回来的路上,看到一个人,在地铁出口处上来的楼梯那里,就那么一闪而过,不是他,也不是他,统统都不是,但是我对他有感觉,那感觉和我对寒冷的抵触一样,也是一闪而过到转瞬即逝,不为什么,就是有了那么一点感觉,细算来自6月25日起到现在为止,已经过了小半年的时间,可以再次对一个还苟且于世间的人产生些许微妙而不可获知的感情,就算存活的时间只有那么短短的一秒,但幸福的感觉也足以令我把过往的幸福苟且到《爱灰》诞生为止了,有点像,还是不知哪里有点像他,也像他,就像是残存的应激感,我脑海中闪断的2个人,为什么和怎么样已经被我的大脑掺杂了太多复杂的影像 ,只有那一刻的感觉是真的,我当真是对那个陌迹的遇人有了一点点地感觉,我以为自己死了,那一刻有种复活和存在的勇气,那个时候我才明白,是什么使我在赵公口戴着口罩撑下去,不是爱,是单性,那个时候我有信仰,有欲望,有着对爱的渴望和对死的恐怖,那个时候的我,是当真可以为了一切而抛弃另一切的么,我只是为了一个简短的愿望而卑微的存活着,那就是我那个时候的愿望,活下去,看着一切都可以好起来的自己,只为了存活而存活着,目的和动机都是如此单纯到令人不忍怀念的我,也只有那个样子的自己,才会是被幸福所拥抱的吧,但现在不是,每天携带着无数的魂儿,跑着自己不愿意去的地方,干着自己不愿意干的活动,只等待着回归本我的一刻, 这种感觉,怕是以往的自己所没有遇见到的吧,那个时候的我,如果知道将来的某一天,会发生那种事情,怕是自己都不想为了自己而苟且的,索幸我当时对现在的一切一无所知。
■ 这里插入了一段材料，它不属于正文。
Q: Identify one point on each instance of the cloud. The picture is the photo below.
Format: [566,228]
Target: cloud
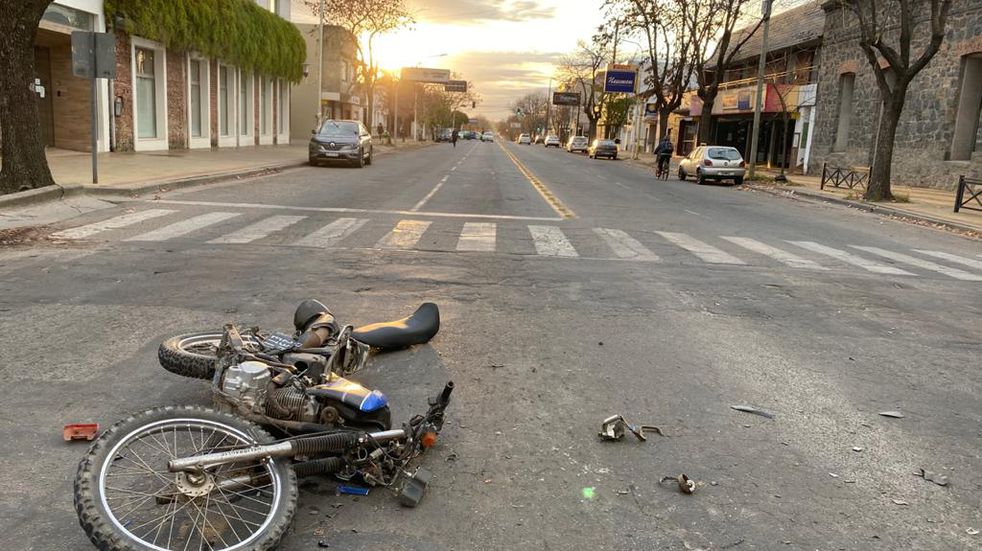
[464,12]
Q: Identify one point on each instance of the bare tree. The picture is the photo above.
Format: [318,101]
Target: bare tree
[669,50]
[24,163]
[901,20]
[711,26]
[366,20]
[582,71]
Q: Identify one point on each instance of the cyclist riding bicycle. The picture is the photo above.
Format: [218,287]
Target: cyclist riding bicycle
[664,153]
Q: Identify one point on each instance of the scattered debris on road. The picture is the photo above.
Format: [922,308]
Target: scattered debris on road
[615,427]
[755,411]
[937,478]
[80,431]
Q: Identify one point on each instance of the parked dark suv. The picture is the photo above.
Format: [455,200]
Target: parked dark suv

看《色·戒》,当时觉得很没意义的一个片子,现在仍旧觉得很没意思,只是隐隐感觉到戒掉的是色,不是爱而已,如果真爱过一场的话,色和爱都是戒不掉的,天性,还是天性使然吧。
开始尝试着脱陷,从每一个醒来的自己身上,淡淡的看到与幸福相遇的自己,但如果自己就是幸福本身这样的话还可以被我的记忆挽救多少次,全部是我的么,不想要,什么都不想要,突然想到一个人的生日,好想和她一起去k到醉,但动机已然不纯洁的我,怕是怎么样都见不到她的吧,只能等待了,我太单纯了,就算是现在我依旧是单纯的料不到任何残忍的发生,只是如此这般的在这个已然轮回了无数次的世间,非要等到活着的只有我的一点毛发的时候,才能意识到什么是真实的,时间,只有时间和躯,是这个世间唯一存活的东西,除此之外,统统是假的,什么都是假的,没有什么是可信的,友情,爱情,伴侣的掌纹,他和她,统统是可以作假的,呵呵。